リアル店舗とWEBにまたがるマーケティングが求められる事にになり
O2Oに適した商品企画、サービスを検討しなければいけないというのがあると思います。

資生堂の様にブランドがあればまだしも
メーカー、小売業が重視してきた
チャネル、店舗ありきから顧客軸をベースに商品の選び方、使い方を軸に展開(その選び方や使い方を探すよりも提案してあげる)がいいのかな?と

もう1つは
戦略立案から検証まで高速で回し続けていく仕組みをどう作るか。
意思決定から戦略立案、遂行において根拠を示して誰が決めていくのか

実店舗の魅力は何か?
これは実店舗があればいいのですが、もし無い場合や倉庫での展開が中心の
場合にはロコンドなどを参考に
オンラインスタイルコンシェルジュという視点から
・電話やメールで商品を提案
・応対は 接客業経験のある社員
・購入履歴から最適な靴を提案
・百貨店のない地域、時間のない人の需要を掘り起こす

このうちの電話やメールで提案、応対、分析はさほどお金をかけずに人的リソースにおいて時間と労力の使い方で展開出来る!はずだと思います。

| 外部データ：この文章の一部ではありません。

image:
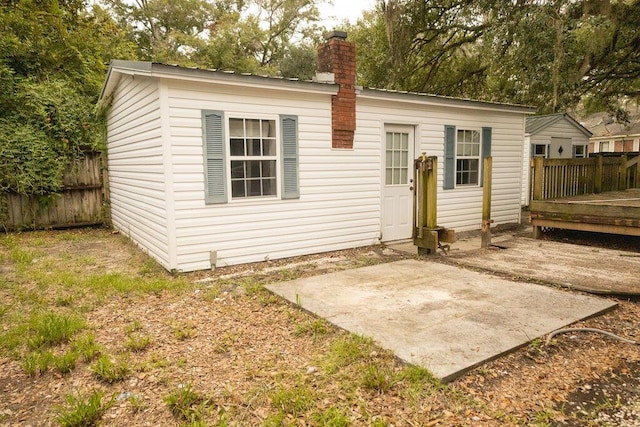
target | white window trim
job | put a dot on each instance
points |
(546, 150)
(229, 158)
(585, 152)
(456, 157)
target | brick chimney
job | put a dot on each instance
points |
(338, 56)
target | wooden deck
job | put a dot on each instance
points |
(616, 212)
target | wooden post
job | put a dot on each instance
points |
(486, 203)
(538, 178)
(432, 193)
(622, 181)
(597, 184)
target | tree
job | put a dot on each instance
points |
(555, 54)
(260, 36)
(52, 65)
(165, 30)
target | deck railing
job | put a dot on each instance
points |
(556, 178)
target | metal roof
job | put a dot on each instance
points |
(155, 69)
(245, 79)
(536, 124)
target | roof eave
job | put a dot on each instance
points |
(427, 99)
(210, 76)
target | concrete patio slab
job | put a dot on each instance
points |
(441, 317)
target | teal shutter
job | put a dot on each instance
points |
(486, 150)
(289, 141)
(449, 157)
(214, 157)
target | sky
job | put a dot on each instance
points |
(343, 9)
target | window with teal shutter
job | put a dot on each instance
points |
(464, 150)
(449, 157)
(289, 139)
(214, 157)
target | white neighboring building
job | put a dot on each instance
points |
(610, 136)
(209, 168)
(553, 136)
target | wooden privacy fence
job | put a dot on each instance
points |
(79, 204)
(556, 178)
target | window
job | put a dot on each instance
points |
(463, 153)
(467, 157)
(253, 157)
(540, 150)
(579, 151)
(397, 161)
(256, 160)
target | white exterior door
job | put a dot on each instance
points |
(397, 176)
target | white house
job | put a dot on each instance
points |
(553, 136)
(210, 168)
(610, 136)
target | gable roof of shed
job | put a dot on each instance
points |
(154, 69)
(536, 124)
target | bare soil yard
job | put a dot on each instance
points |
(91, 329)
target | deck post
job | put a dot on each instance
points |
(622, 181)
(597, 185)
(538, 178)
(486, 203)
(432, 194)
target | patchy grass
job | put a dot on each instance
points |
(186, 404)
(109, 371)
(82, 410)
(84, 310)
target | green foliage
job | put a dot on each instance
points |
(138, 342)
(332, 417)
(555, 55)
(347, 350)
(37, 362)
(186, 404)
(66, 362)
(46, 329)
(294, 400)
(108, 371)
(52, 65)
(315, 329)
(84, 410)
(377, 378)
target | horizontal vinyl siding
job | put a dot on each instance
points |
(339, 200)
(135, 163)
(560, 129)
(460, 208)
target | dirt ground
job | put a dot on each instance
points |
(250, 354)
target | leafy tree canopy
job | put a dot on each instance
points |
(52, 65)
(555, 54)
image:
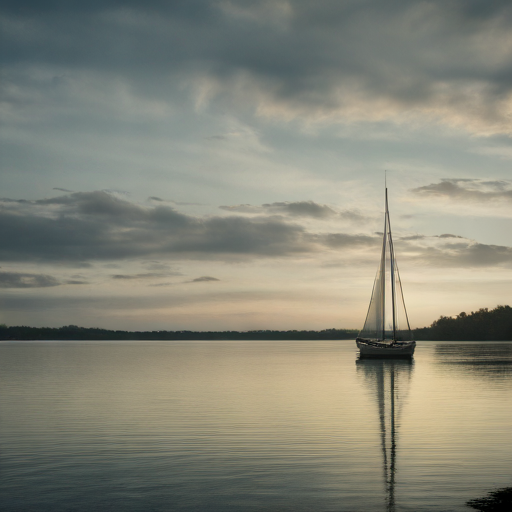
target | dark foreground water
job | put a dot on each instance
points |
(251, 426)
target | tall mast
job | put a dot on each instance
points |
(392, 261)
(383, 277)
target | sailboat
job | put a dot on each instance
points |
(386, 331)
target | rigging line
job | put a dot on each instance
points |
(392, 258)
(383, 272)
(371, 300)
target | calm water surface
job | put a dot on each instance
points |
(252, 426)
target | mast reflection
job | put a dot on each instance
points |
(389, 380)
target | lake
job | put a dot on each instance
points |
(251, 426)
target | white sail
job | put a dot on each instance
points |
(387, 316)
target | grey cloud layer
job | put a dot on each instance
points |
(353, 59)
(99, 226)
(298, 209)
(468, 190)
(95, 226)
(25, 280)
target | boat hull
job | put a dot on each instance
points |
(376, 349)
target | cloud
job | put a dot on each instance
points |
(83, 227)
(147, 275)
(468, 190)
(453, 251)
(289, 59)
(23, 280)
(298, 209)
(303, 209)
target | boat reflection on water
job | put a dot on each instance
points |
(389, 381)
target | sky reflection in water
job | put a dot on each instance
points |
(251, 426)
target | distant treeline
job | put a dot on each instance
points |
(481, 325)
(72, 332)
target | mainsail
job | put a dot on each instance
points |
(387, 317)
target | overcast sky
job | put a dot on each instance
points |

既に事例が出てきていることから推測するとお客さんは必ずしもニーズが明確になってそれに対して答えを提示する形ではなく、これがいいという押しの一言、背中を押してくれる存在が求められているのかと想定されます。

※WEB業者においてもアプリ展開のモデルで参入している事例もありますので、参考に見て頂ければ幸いです。